15-Deoxy-Delta12,14-prostaglandin J2 and peroxisome proliferator-activated receptor gamma (PPARgamma) levels in term placental tissues from control and diabetic rats: modulatory effects of a PPARgamma agonist on nitridergic and lipid placental metabolism.

CAPOBIANCO E; JAWERBAUM A; ROMANINI MC; WHITE V; PUSTOVRH C; HIGA R; MARTÍNEZ N; MUGNAINI MT; SOÑEZ C; GONZÁLEZ E

REPRODUCTION FERTILITY AND DEVELOPMENT

CSIRO PUBLISHING

Lugar: Melbourne; Año: 2005 vol. 17 p. 423 - 433

1031-3613

15-Deoxy-Delta(12,14)-prostaglandin J2 (15dPGJ2) is a peroxisome proliferator-activated receptor gamma (PPARgamma) ligand that regulates lipid homeostasis and has anti-inflammatory properties in many cell types. We postulated that 15dPGJ2 may regulate lipid homeostasis and nitric oxide (NO) levels in term placental tissues and that alterations in these pathways may be involved in diabetes-induced placental derangements. In the present study, we observed that, in term placental tissues from streptozotocin-induced diabetic rats, 15dPGJ2 concentrations were decreased (83%) and immunostaining for nitrotyrosine, indicating peroxynitrite-induced damage, was increased.
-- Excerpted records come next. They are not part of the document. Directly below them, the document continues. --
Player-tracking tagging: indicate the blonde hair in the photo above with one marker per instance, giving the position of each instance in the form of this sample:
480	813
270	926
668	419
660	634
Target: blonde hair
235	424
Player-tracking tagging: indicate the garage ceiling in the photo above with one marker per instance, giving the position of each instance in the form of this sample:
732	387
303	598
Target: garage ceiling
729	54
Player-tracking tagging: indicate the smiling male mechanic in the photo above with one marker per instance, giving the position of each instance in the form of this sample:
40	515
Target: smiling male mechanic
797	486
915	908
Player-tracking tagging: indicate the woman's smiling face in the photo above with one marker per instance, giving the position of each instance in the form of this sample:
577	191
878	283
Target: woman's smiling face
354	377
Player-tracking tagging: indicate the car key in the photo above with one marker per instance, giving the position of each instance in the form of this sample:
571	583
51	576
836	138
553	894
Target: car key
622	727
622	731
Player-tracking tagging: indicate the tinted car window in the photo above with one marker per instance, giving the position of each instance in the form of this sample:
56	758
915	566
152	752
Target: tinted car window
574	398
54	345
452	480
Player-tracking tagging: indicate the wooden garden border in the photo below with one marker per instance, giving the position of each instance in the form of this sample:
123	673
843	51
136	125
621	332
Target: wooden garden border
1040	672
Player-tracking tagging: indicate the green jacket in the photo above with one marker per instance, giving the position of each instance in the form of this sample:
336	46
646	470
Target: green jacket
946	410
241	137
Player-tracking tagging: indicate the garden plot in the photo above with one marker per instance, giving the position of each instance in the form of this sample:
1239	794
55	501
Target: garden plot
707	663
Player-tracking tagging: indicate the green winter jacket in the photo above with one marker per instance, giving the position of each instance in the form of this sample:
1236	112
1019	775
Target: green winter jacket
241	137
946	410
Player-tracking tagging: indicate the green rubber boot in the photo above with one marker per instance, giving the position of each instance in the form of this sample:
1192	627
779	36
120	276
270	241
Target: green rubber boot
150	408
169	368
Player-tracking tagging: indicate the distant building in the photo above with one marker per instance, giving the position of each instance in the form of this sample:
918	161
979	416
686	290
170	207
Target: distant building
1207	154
In the presence of 15dPGJ2, concentrations of nitrates/nitrites (an index of NO production) were diminished (40%) in both control and diabetic rats, an effect that seems to be both dependent on and independent of PPARgamma activation. Exogenous 15dPGJ2 did not modify lipid mass, but decreased the incorporation of (14)C-acetate into triacylglycerol (35%), cholesteryl ester (55%) and phospholipid (32%) in placenta from control rats, an effect that appears to be dependent on PPARgamma activation. In contrast, the addition of 15dPGJ2 did not alter de novo lipid synthesis in diabetic rat placenta, which showed decreased levels of PPARgamma. We conclude that 15dPGJ2 modulates placental lipid metabolism and NO production. The concentration and function of 15dPGJ2 and concentrations of PPARgamma were altered in placentas from diabetic rats, anomalies probably involved in diabetes-induced placental dysfunction.